Performance of a glider‐mounted multifrequency echosounder for measuring the vertical distribution and abundance of large pelagic copepods

Abstract The difficulty of sampling zooplankton communities in situ has driven advancements in autonomous, remote sensing technology. The goal of this paper was to perform a gear comparison study testing the performance of one such piece of technology—a glider‐mounted four‐frequency echosounder—against traditional shipboard methods of measuring zooplankton, with a particular focus on stage C5 Calanus finmarchicus distribution. Abundance data from concurrent vessel (nets, optical plankton counter) and glider‐mounted acoustic backscatter were collected over a 9‐d period in two deep basins in the outer Bay of Fundy, Canada. Zooplankton were generally found in depth‐stratified layers, with C. finmarchicus in particular being concentrated near the bottom of both basins, and smaller copepods near the surface. The echosounder was typically able to discriminate between the presence and absence of C.finmarchicus layers vertically in the water column and resolve patchiness within the deep layer. The echosounder was unable to detect layers of small copepods.
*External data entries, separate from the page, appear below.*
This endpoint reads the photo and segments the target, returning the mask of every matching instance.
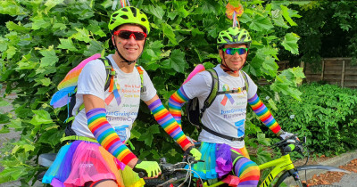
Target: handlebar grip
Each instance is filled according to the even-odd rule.
[[[145,172],[139,172],[137,173],[137,175],[139,175],[140,178],[144,178],[146,176],[146,174]]]

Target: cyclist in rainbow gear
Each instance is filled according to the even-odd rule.
[[[100,60],[89,61],[78,81],[75,116],[71,128],[76,140],[64,145],[44,176],[53,186],[142,186],[137,172],[148,177],[161,173],[155,161],[140,160],[125,145],[137,118],[140,99],[149,107],[157,122],[180,147],[201,158],[171,114],[162,106],[146,71],[144,83],[135,68],[150,26],[146,15],[135,7],[113,12],[109,22],[115,53],[106,58],[117,73],[113,92],[104,91],[106,72]],[[141,86],[145,89],[141,91]]]
[[[245,146],[246,105],[249,103],[260,119],[281,139],[292,134],[284,132],[257,95],[257,85],[241,70],[245,63],[252,38],[247,30],[229,28],[219,34],[217,47],[222,60],[214,70],[219,77],[220,92],[236,90],[233,94],[217,94],[204,110],[201,122],[214,131],[202,130],[198,141],[204,163],[194,167],[203,179],[222,178],[229,185],[256,186],[260,177],[258,166],[250,160]],[[245,78],[244,77],[245,77]],[[248,89],[245,88],[247,81]],[[175,92],[169,101],[169,110],[178,124],[181,107],[189,99],[198,98],[200,109],[212,89],[208,71],[195,75]],[[224,135],[220,135],[224,134]],[[229,136],[228,138],[227,136]]]

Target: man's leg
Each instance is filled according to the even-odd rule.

We found moderate correlation between expected and observed backscatter that depended primarily on echosounder frequency. C. finmarchicus concentration was best predicted ( R 2 = 0.26) by observed backscatter using the 455 kHz frequency filtered using the dB difference between the 200 and 455 kHz frequencies. Absolute concentration estimates from the echosounder after correction with the derived linear model remained consistently lower than net‐derived estimates by approximately one order of magnitude. Overall, the glider‐mounted instrument performed well at its given objectives, and we recommend its use in other areas where patch location is an important attribute to determine.